If the value of a Latino-focused media company seems obvious now, Saban gets credit for realizing it a decade ago.

Actually, Saban bought Univision at the top of the market in 2007 when the subprime mortgage bubble had inflated Hispanic prosperity.
He was similarly ahead of the curve on the presidential prospects of Hillary Clinton, whom he encouraged to run in 2004. She demurred and then lost the Democratic primary in 2008 to Obama. Saban was devastated, refusing to write Obama checks for the general election. “It took me a couple of years to heal, because I was so passionate about Hillary,” he says.

Things weren’t going much better at Univision. When the financial crisis struck in 2008, advertising revenue plummeted, and Univision took a $3.7 billion write-down that year.

Like I said …
… Last year, Univision purchased The Root, a website aimed at African American audiences co-founded by Harvard professor Henry Louis Gates. In January it bought the Onion’s satirical empire. And in August it won an auction for Gawker Media, whose flagship website was known for scabrous takedowns, one of which led to a courtroom loss and bankruptcy. …

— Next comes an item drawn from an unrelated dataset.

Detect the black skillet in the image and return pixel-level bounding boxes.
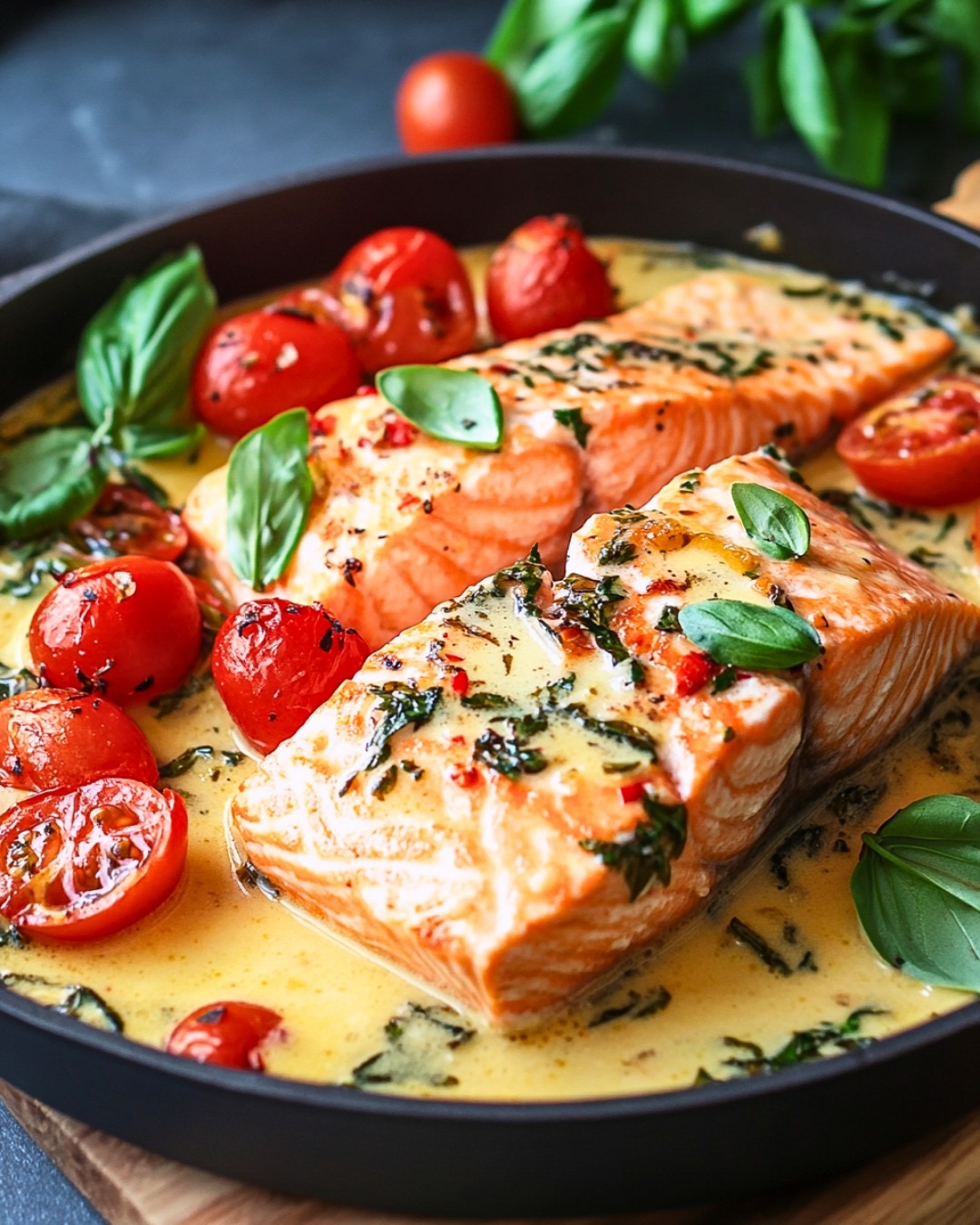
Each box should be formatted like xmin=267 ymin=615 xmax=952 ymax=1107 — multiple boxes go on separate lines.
xmin=0 ymin=148 xmax=980 ymax=1217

Not everybody believes Univision’s strategy to court millennials regardless of language will pay off. Some analysts suspect that Saban is just trying to pretty up the profitable but heavily indebted Univision for the IPO. “They did it to get a higher [price] multiple,” says Harold Vogel, a New York-based media analyst. “It was going to make them cool and sassy and, you know, attractive to the market. And I’m saying, wait a minute, there’s nothing there.”

If Saban and his partners do take Univision public—the company notified the U.S. Securities and Exchange Commission of its intent a year ago but hasn’t yet set a date—they may already have a buyer for a significant block of shares. Last year, Univision disclosed that it had a plan to enable Televisa, which now owns almost 10 percent of the company, to increase its position to as much as 40 percent. But that would require the approval of the Federal Communications Commission, which must review any proposal to raise foreign ownership of a U.S. broadcast company beyond 25 percent. To pull this off, Saban needs a supportive administration in Washington. “Hillary is more likely to bless any expansion of foreign ownership between the two than Trump is,” says veteran media analyst Porter Bibb. “If Trump should win, Jorge Ramos really is dead in the water. I think Trump would probably figure out a way to ban him from the airwaves.” …

At his Beverly Hills home, Saban says he’s not looking for anything if Clinton is elected—not even a chance to be a back channel between the White House and the Israeli government, as some have speculated. “I will tell you exactly what I want,” he says. “And no one in the world, be it the president of the United States or the prime minister of Israel or whomever, can give me that. Only I can give me that. I just want to be Haim Saban. That’s all. I don’t want to change anything in my life.”

Trump is the candidate of change, Hillary is the candidate of stasis. Not surprisingly, roughly 98% of everybody who is on top of the world under the current Invade the World / Invite the World arrangements favors Hillary.

“I don’t want to change anything in my life.”